In Emily Schultz’s The Blondes, women’s preoccupation with hair (especially blonde hair) plays a major role. But there is, of course, something deeper going on here. And it is through the protagonist Hazel Hayes that these deeper meanings are explored.
Hazel is a somewhat innocent yet resourceful young woman working on her dissertation in aesthetology, or the study of looking, at New York University when a viral pandemic hits the city.
The pandemic has a global reach, and it comes to be known as The Blonde Fury because it afflicts only women (of any race, age, and background) who have blonde hair, dyed or natural. Once afflicted, the women become enraged and viciously attack bystanders within their reach. The frightening thing is that you cannot tell if a woman (or a girl child) has this disease until she explodes into violence.
Hazel is a witness to such an attack on the New York subway. At the time she doesn’t know about the pandemic. In the days following, reports of other attacks make the news, and Hazel begins to see a pattern of the outbreak that is taking place around her. In studying a map of the city, she comes to realize that she is living in the centre of New York’s afflicted neighbourhoods.
She then has to decide what she should do next: leave NYC, or stay? A decision compounded by the fact that she is now pregnant; an outcome of an affair with her thesis supervisor.
Fear & Survival amidst the Pandemic
What Emily Schultz captures so well in her novel is the ever-so-subtle fear seeping in as the pandemic unfolds. The fear of a specific group of people (blondes), the fear of dealing with the afflicted, the fear that comes from witnessing how the authorities deal with the afflicted and with those suspected of being afflicted.

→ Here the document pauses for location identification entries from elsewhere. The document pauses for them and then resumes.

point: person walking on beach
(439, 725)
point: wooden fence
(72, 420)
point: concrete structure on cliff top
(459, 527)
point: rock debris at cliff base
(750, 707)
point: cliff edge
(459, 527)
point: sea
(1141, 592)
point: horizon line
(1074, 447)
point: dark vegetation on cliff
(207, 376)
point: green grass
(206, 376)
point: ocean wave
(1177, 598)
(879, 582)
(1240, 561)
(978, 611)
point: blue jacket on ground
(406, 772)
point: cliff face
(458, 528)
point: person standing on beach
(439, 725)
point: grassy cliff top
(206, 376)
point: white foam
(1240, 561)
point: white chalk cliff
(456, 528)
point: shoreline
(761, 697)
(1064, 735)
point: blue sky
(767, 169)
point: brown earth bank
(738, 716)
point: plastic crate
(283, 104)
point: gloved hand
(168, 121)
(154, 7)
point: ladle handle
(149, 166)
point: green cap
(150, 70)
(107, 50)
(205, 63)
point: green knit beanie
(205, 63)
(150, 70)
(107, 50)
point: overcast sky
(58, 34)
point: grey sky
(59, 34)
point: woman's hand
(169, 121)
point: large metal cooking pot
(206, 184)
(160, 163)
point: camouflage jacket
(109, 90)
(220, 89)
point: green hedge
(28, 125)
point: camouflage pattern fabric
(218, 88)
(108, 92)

Hazel experiences the brunt of authority only too well when she crosses the border into Canada and is quarantined at a Women’s Entry and Evaluation Centre (WEE) in Hamilton for eight weeks. Quarantine centres have sprouted up around the country, and this one is an elementary school converted into a series of rooms to house the dozens of women being held there. At one point, Hazel attempts an escape but, when caught, is placed in isolation, in a broom closet set up with a cot for sleeping. When alone there in the dark, she asks, “What’s going to happen to me?”
It is this sense of isolation and disconnection from others that weaves itself through the story. How do you deal with others when panic takes hold? Or when fear reshapes your perceptions of trust and connection? How do you hold on to values of compassion, security, and love? How can you save yourself?
The Blondes makes us ask these questions. It makes us wonder who we might turn to for help. To handle her situation, Hazel digs deep into her resourcefulness and in doing so give us a glimpse of what we might do when the world we know is changing around us so quickly.
I very much enjoyed reading The Blondes. And I grew very fond of Hazel. Her engaging and authentic voice brings you into her experience of surviving amidst the fury.